The biggest camera issues, however, are apparent during underwater sequences and boss fights (largely omitted from said sequel, thankfully). The camera will frequently become stuck on the geometry or on the water’s surface, obscuring the viewpoint and leaving Alice at the mercy of the deadly Snarks that are inevitably swarming around her. The one place that the camera is taken out of the equation to excellent effect is the chess-styled battlefield upon which Alice finds herself in the middle of a war between the White and Red Kings. This entire level is fantastic to behold, and, unlike the mini-games in Madness Returns, these sequences slot seamlessly into the game and task the player with moving Alice across the chequered floor in the pattern of the chess piece she has replaced.

Boss encounters suffer badly from the player having to constantly fight the camera as well as the enemy. This, however, would be much mitigated by a decent combat system, which Alice does not have. Melee fighting boils down, rather fittingly, to something akin to Battle Chess, whereby Alice stands toe-to-toe with an opponent and they trade blows until one or t’other keels over. Any form of block or dodge are noticeable by their absence any make melee an incredibly frustrating proposition. Fortunately there are much-preferred ranged options in Alice’s arsenal that should be employed. Even then, combat is not without issue due to a cross-hair that behaves like a mouse pointer. It’s tough to explain, but feels like using a controller to pan across planets in the Mass Effect 2 mining mini-game. I solved this by using the jacks, which auto-target enemies while Alice bounces a small rubber ball by her side – another nice touch.

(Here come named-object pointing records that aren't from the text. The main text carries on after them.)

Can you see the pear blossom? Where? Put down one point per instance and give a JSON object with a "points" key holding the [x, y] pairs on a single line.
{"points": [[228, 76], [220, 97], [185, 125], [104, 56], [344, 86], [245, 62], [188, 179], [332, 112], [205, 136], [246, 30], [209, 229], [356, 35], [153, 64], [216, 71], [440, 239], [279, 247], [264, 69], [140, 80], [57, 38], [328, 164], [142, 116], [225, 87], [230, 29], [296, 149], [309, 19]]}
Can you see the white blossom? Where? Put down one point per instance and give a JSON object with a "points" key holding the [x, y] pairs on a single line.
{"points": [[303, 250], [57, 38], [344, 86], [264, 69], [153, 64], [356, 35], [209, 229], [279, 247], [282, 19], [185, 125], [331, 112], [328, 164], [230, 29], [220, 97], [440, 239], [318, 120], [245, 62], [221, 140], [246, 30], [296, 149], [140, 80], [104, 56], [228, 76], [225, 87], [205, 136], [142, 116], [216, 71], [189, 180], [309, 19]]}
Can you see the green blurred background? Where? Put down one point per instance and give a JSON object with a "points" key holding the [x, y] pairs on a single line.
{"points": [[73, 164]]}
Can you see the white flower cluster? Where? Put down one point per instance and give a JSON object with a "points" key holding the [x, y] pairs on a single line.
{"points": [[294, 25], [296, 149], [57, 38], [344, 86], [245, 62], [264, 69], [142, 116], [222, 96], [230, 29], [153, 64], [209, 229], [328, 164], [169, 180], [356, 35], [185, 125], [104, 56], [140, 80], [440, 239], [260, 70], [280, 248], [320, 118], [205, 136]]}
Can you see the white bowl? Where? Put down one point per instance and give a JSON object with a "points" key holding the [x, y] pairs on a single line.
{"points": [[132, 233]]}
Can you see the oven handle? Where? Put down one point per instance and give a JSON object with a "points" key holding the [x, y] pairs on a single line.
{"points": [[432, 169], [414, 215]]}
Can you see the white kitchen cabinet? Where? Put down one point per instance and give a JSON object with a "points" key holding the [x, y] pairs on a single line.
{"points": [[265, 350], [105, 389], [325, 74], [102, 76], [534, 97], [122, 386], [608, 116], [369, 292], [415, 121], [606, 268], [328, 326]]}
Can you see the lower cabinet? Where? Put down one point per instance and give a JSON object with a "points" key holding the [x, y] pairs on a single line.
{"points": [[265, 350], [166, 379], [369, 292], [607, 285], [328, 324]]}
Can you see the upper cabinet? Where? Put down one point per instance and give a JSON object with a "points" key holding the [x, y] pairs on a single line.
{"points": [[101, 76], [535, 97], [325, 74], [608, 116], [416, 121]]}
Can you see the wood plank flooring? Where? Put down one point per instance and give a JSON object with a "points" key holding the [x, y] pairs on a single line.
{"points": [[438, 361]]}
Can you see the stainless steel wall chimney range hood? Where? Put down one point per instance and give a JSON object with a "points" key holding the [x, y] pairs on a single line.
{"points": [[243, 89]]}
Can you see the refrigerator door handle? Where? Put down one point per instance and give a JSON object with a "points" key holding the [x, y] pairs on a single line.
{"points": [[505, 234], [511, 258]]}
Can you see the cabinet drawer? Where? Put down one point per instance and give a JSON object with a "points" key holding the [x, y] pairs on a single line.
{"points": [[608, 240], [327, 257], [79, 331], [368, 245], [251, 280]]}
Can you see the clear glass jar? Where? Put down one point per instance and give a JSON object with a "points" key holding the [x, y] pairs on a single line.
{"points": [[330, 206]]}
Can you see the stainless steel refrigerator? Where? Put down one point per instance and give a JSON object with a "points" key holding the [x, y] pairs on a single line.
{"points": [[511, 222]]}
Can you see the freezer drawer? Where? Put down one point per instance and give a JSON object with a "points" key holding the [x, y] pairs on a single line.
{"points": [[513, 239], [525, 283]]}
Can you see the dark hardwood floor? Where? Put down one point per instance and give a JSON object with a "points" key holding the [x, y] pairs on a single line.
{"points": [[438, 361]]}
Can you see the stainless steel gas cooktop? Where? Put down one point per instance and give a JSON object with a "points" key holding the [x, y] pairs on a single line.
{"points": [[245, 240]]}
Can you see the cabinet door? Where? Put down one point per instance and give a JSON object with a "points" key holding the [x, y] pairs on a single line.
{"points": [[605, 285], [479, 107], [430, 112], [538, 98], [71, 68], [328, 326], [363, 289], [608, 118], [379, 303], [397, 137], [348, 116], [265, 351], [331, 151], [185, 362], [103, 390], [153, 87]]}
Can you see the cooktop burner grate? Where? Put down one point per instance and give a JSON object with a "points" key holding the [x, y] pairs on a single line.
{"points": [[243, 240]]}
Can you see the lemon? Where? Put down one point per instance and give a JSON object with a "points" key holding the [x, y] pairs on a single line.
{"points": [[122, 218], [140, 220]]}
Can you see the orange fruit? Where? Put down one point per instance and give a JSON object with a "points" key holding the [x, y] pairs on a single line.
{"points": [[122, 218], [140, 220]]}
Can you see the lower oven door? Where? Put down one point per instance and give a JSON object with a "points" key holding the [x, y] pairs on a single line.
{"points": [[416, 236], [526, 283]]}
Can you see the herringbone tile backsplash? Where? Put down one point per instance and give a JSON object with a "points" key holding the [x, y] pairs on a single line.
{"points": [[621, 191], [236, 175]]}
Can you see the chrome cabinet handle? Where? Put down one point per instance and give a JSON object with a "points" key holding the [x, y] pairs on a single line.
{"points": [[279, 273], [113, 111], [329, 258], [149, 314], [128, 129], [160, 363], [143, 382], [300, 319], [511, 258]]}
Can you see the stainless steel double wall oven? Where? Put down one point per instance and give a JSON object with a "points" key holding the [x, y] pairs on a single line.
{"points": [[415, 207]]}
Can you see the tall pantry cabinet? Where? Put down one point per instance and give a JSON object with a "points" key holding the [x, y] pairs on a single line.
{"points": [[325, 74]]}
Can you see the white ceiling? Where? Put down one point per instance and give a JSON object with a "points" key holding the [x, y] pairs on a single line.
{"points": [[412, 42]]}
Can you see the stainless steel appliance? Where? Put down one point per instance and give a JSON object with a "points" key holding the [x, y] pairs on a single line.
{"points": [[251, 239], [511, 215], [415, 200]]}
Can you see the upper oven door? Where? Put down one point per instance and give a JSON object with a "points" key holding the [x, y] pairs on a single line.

If I sound negative towards American McGee’s Alice, then let me dissuade you of that notion. Certainly, it suffers as a port of an 11 year old PC game, but beyond that it is a game that presents a wonderfully well-paced psychological tale. One that is unsettling in its derangement of the familiar world it inhabits. It is also, in my view, slightly better than its sequel.

Addendum:
Sadly, American McGee’s Alice is a pretty tough game to find these days, with no presence on PC download services as far as I can tell. Honestly, the easiest option is to pick up a new copy of Alice: Madness Returns on Xbox 360, PlayStation 3 or on the EA Online Store (the Steam version doesn’t appear to contain American McGee’s Alice) – that way you’ll get two games for the price of one.